Code Functionality Walk-through:
- Dependencies are imported
- Simulation counter is set to determine the number of simulations to run through
- Before the code starts running through the simulation the first occurrence is initializing empty arrays to capture data points
- The code then starts going through the simulation where a fresh deck is initialized and empty player and dealer hands
- The simulation then moves to deal the first card to the player, then the dealer's face-up card, then the player's second card and lastly the dealer's face-down card.
- Once the cards are dealt the player begins to make their decision completely based on what the dealer's face-up card is showing. This is where the strategy as laid out in https://bicyclecards.com/how-to-play/blackjack/ gets implemented for decision making on the player's behalf.

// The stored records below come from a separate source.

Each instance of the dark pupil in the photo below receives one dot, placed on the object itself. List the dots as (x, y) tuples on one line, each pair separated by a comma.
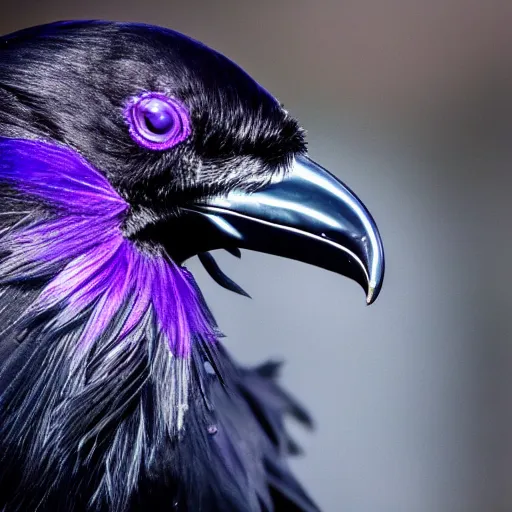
[(158, 120)]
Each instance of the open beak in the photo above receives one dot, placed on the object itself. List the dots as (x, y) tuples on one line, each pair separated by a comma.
[(308, 216)]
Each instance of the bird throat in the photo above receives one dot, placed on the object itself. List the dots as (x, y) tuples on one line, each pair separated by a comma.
[(69, 235)]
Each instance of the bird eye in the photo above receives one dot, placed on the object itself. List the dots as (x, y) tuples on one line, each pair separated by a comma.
[(157, 121)]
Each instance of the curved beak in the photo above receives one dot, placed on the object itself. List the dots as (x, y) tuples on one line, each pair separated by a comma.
[(309, 216)]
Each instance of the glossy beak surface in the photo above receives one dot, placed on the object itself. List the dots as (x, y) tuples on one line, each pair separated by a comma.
[(309, 216)]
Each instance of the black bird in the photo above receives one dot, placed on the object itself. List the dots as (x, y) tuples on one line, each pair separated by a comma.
[(125, 149)]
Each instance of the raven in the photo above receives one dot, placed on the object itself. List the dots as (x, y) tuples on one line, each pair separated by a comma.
[(126, 149)]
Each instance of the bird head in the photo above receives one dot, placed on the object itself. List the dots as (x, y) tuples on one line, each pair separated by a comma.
[(138, 148)]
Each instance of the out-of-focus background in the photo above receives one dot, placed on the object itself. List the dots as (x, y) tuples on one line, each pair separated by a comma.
[(408, 102)]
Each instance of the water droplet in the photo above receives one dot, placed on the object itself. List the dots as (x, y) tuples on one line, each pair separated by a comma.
[(209, 368)]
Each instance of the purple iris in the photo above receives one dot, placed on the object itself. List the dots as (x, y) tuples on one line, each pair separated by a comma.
[(157, 122)]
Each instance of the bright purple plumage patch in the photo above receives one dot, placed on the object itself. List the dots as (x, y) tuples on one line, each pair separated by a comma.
[(100, 271)]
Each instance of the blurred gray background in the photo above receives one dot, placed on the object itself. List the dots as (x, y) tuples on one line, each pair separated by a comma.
[(408, 102)]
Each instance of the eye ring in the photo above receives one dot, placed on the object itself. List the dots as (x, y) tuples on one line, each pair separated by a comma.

- First the logic goes through determining whether there are A's in either the player's or dealer's hand since that triggers a special logic case. If there are no A's detected it goes through the regular strategy decision making. This is all handled within a while loop to determine that at least the minimum requirement is met, once it is met the decision making breaks out of the loop, otherwise it stays in the loop.
- Next, the simulation evaluates how to handle a detected A in the player's hand while the dealer is not showing an A. It must then consider, within this logic, which is the optimal play based on the fact that an A can count as 1 or 11 so it is looking to meet the minimum requirements of the strategy which is reach at least 17 or having busted beyond 21.

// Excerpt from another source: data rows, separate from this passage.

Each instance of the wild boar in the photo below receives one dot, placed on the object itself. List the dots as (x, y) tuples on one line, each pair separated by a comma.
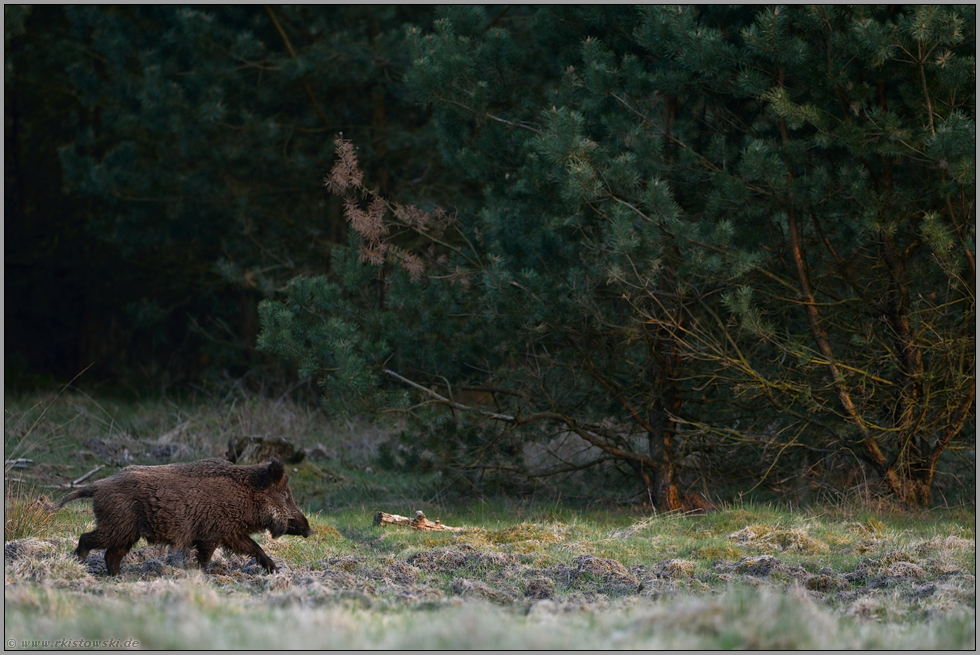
[(203, 505)]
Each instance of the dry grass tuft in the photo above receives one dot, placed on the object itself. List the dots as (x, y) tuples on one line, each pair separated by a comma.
[(769, 539), (24, 515)]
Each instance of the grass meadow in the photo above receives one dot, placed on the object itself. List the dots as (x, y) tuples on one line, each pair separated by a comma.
[(858, 573)]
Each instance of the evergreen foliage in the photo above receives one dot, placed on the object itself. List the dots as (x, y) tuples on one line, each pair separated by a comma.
[(702, 243), (709, 241)]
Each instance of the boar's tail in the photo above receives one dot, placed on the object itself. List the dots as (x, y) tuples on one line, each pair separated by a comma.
[(82, 492)]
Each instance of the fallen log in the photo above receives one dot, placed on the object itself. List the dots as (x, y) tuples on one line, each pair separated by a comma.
[(418, 523)]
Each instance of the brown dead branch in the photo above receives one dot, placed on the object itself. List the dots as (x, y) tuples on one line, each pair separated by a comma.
[(418, 523)]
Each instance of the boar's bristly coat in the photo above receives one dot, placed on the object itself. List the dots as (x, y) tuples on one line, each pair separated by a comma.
[(203, 505)]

- Next, the simulation needs to handle the case where the player does not contain an A in their hand but the dealer is showing an A in their hand. This again relies on the standard strategy where a player must meet the minimum requirement and have at least a 17, other wise they must keep asking for cards until that logic is met.

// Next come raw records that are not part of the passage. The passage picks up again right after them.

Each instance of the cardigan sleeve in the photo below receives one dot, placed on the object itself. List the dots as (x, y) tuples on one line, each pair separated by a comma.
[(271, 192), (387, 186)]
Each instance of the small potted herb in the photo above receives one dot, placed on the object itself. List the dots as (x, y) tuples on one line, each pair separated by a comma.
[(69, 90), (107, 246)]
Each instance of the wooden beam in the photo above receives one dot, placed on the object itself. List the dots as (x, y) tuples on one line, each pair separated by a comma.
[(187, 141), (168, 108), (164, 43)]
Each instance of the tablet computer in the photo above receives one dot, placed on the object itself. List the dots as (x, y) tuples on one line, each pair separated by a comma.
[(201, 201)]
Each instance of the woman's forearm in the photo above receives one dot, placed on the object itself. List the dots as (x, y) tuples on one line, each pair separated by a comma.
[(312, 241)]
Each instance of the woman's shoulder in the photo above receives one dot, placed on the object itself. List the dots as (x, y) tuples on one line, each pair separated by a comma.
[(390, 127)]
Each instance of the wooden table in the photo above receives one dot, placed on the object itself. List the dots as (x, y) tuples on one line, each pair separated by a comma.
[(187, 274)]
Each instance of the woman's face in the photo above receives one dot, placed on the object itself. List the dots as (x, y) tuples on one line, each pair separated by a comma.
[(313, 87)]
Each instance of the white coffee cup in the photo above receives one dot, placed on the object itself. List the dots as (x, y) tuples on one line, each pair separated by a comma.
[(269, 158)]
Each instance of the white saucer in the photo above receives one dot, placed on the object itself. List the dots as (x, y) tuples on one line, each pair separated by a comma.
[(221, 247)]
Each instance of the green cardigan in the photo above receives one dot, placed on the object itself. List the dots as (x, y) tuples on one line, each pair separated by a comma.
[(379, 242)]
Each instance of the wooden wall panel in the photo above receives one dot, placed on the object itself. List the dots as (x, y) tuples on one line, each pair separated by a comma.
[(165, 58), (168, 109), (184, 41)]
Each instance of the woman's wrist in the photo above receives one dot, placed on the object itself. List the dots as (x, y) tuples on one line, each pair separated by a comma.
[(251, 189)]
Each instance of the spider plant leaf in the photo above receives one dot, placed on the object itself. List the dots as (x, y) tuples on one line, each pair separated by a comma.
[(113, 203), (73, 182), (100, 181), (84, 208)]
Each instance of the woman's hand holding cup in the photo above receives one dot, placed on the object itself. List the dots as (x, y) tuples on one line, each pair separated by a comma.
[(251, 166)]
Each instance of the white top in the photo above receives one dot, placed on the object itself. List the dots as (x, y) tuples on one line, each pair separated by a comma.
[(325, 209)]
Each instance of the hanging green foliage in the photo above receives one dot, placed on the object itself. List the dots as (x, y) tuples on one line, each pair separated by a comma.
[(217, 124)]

- The last case the simulation must handle is something that must be met due to the code's architecture, in which the dealer's face-down card is an A but their face-up card isn't. The player's decision in this instance doesn't change to the first decision walk-through [point 6-7] because the player at this point does not know what the dealer's face-down card is, this is what gives the dealer (or often referred to as the house) the upper hand in the game. This finalizes the possible decision making flows a player can make.
- Once the player's decision making flows are finalized the dealer shows their face-down card and begins to make certain decisions based on the house rules, this is typically stopping the dealer from pulling cards once their card combinations is greater than or equal to 17.
- The way the simulation then handles the dealer's decision is simply based on whether or not they have an A in their entire hand. If they don't then they will draw cards until they have met the minimum requirement which is a combination equalling 17 if this has not yet been met.
- If an A is detected in the dealer's hand then it considers whether the A being worth 1 or 11 meets the minimum requirement, if not then it draws cards until the minimum requirement is met.
- Anything more than what is laid out in this logic for both player and dealer would be a bust, meaning they went over the maximum card value allowed of 21.
- The last logic pass-through the simulation must make is to determine the game outcome, once the outcome is decided the simulation stores the outcome in the initialized array as detailed in point 3.
- Lastly, once the simulation has gone through the amount as specific in point 2 the stored data is formatted, converted to table format and saved as a CSV file. This will be used to perform the final analysis.